Le Conseil national laisse de l’espoir aux locataires commerciaux

L’Association suisse des locataires (ASLOCA) est soulagée de la décision du jour du Conseil national au sujet de la loi Covid-19 sur les loyers commerciaux. Une courte majorité du Conseil a accepté l’entrée en matière sur la loi et donne ainsi un nouvel espoir aux locataires commerciaux. Des milliers d’entre elles et d’entre eux n’ont trouvé jusqu’à présent aucune solution de leur bailleur ou bailleresse et se trouvent dans une situation financière compliquée. Le Conseil des États doit maintenant suivre, afin de mettre la loi sous toit le plus vite possible.

Avec un nombre de voix de 91 : 89 (4 abstentions), le Conseil national a décidé aujourd’hui d’entrer en matière sur la nouvelle loi Covid-19 sur les loyers commerciaux. « Au vu de la deuxième vague de la pandémie et de la situation financière préoccupante de beaucoup d’entreprises qui ont subi de grosses pertes en raison de la crise du Coronavirus, nous sommes très contents que le Conseil national soit prêt à donner un soutien minimal aux locataires commerciaux. » a commenté Carlo Sommaruga, président de l’ASLOCA.

 Les personnes touchées étaient clairement en faveur de la loi

La procédure de consultation sur la loi sur les loyers commerciaux montre que le cercle des personnes concernées a clairement affirmé la nécessité de la loi. Parmi eux sont compris des associations des branches de la gastronomie, de l’événementiel, du secteur commercial, des fitness, des coiffeurs et de la santé, ainsi qu’une partie des propriétaires.
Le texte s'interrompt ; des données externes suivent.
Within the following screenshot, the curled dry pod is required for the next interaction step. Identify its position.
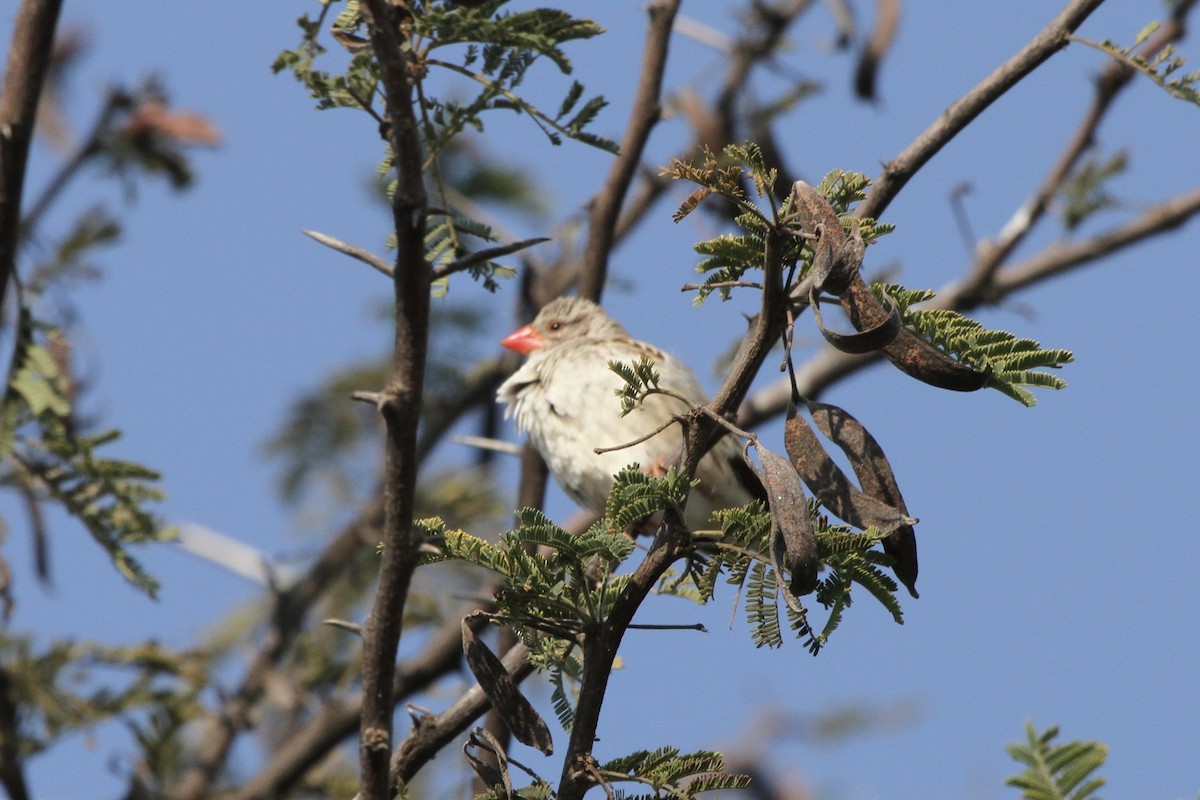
[462,728,512,798]
[784,404,917,535]
[462,615,554,756]
[841,276,988,392]
[746,440,821,597]
[809,402,919,597]
[809,287,904,355]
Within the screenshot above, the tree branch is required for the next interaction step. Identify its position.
[854,0,1104,219]
[0,0,62,308]
[737,190,1200,428]
[359,0,431,800]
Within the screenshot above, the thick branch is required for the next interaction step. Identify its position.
[359,0,431,800]
[738,190,1200,428]
[854,0,1104,219]
[170,501,383,800]
[580,0,680,300]
[0,0,62,308]
[228,592,497,800]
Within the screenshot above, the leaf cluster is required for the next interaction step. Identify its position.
[660,501,904,655]
[0,305,173,596]
[1072,22,1200,106]
[0,634,209,774]
[872,284,1074,405]
[662,143,894,306]
[272,0,617,293]
[419,509,634,652]
[1004,723,1109,800]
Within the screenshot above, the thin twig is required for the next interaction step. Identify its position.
[0,0,62,316]
[359,0,432,800]
[966,0,1195,294]
[854,0,1104,219]
[433,236,550,281]
[300,230,394,278]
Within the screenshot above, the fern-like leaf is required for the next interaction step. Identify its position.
[1004,723,1108,800]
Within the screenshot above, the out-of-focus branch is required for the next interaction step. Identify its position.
[854,0,1104,219]
[967,0,1196,295]
[359,0,432,800]
[0,0,62,308]
[170,500,383,800]
[228,581,497,800]
[737,184,1200,428]
[979,190,1200,297]
[0,664,29,800]
[578,0,680,300]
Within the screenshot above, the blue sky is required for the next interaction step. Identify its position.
[0,0,1200,800]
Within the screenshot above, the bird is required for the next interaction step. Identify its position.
[497,296,766,530]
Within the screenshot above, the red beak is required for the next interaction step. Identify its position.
[500,325,546,355]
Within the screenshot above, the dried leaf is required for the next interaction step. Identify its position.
[746,440,821,597]
[784,405,917,535]
[671,186,713,222]
[810,221,866,296]
[792,181,846,253]
[854,0,900,100]
[462,616,554,756]
[809,402,919,597]
[462,728,512,798]
[841,276,988,392]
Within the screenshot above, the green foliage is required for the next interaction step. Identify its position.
[608,356,660,416]
[272,0,617,293]
[664,143,894,306]
[659,501,904,655]
[1070,22,1200,106]
[0,634,209,762]
[599,747,750,800]
[1061,151,1129,230]
[0,305,173,596]
[872,284,1074,405]
[1004,723,1109,800]
[419,509,648,652]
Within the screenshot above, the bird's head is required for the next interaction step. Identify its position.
[500,297,626,355]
Récemment, l’étude commandée par le Conseil fédéral sur la situation des locataires commerciaux dans le cadre de la pandémie de Covid-19, a montré que seulement 31% des locataires commerciaux avait jusqu’à présent trouvé une solution avec leur bailleur ou bailleresse sur la question des loyers. « Il reste encore des milliers de cas dans toute la Suisse sans solution » a déclaré Carlo Sommaruga. « Des restaurants, des salons de coiffures, des centres de soins, des fitness ou d’autres commerces, ils attendent tous et toutes une règle claire, ce qu’apporte la loi sur les loyers commerciaux. Elle permettra un important soulagement financier et pourra éviter des faillites. »

La balle est dans le camp du Conseil des Etats

L’ASLOCA demande au Conseil des Etats, d’entrer en matière sur la loi lors de la session d’hiver, afin qu’elle puisse être rapidement adoptée. « Si la loi fédérale limitée dans le temps est adoptée et déclarée urgente lors de la session d’hiver, elle pourrait entrer immédiatement en vigueur et les commerces seraient enfin soulagés financièrement » a ajouté Carlo Sommaruga.

Opposition incompréhensible du lobby immobilier

« Nous espérons sincèrement que la loi va également passer au Conseil des Etats » a déclaré Carlo Sommaruga. Le lobby immobilier se mobilise depuis des mois contre la loi. « L’opposition de la branche immobilière contre la loi est absurde, puisque la remise partielle ne représente pour les bailleurs et bailleresses qu’une perte annuelle de maximum 2% sur la masse des loyers. Sur la durée de vie d’un immeuble de 100 ans, cette perte serait minime » La branche immobilière a profité économiquement ces 15 dernières années d’une augmentation massive des loyers commerciaux et en parallèle de taux hypothécaires historiquement bas. « Les bailleurs et bailleresses peuvent ainsi supporter sans problème une telle perte locative. »

La solution 40/60 pourcent

Avec la loi Covid-19 sur les loyers commerciaux, les locataires payeront 40% du loyer pendant la fermeture imposée de leur local et les bailleurs et bailleresses supporteront les 60% restants. Cela est une solution politique acceptable pour l’ASLOCA afin d’éviter de longues et coûteuses procédures judiciaires.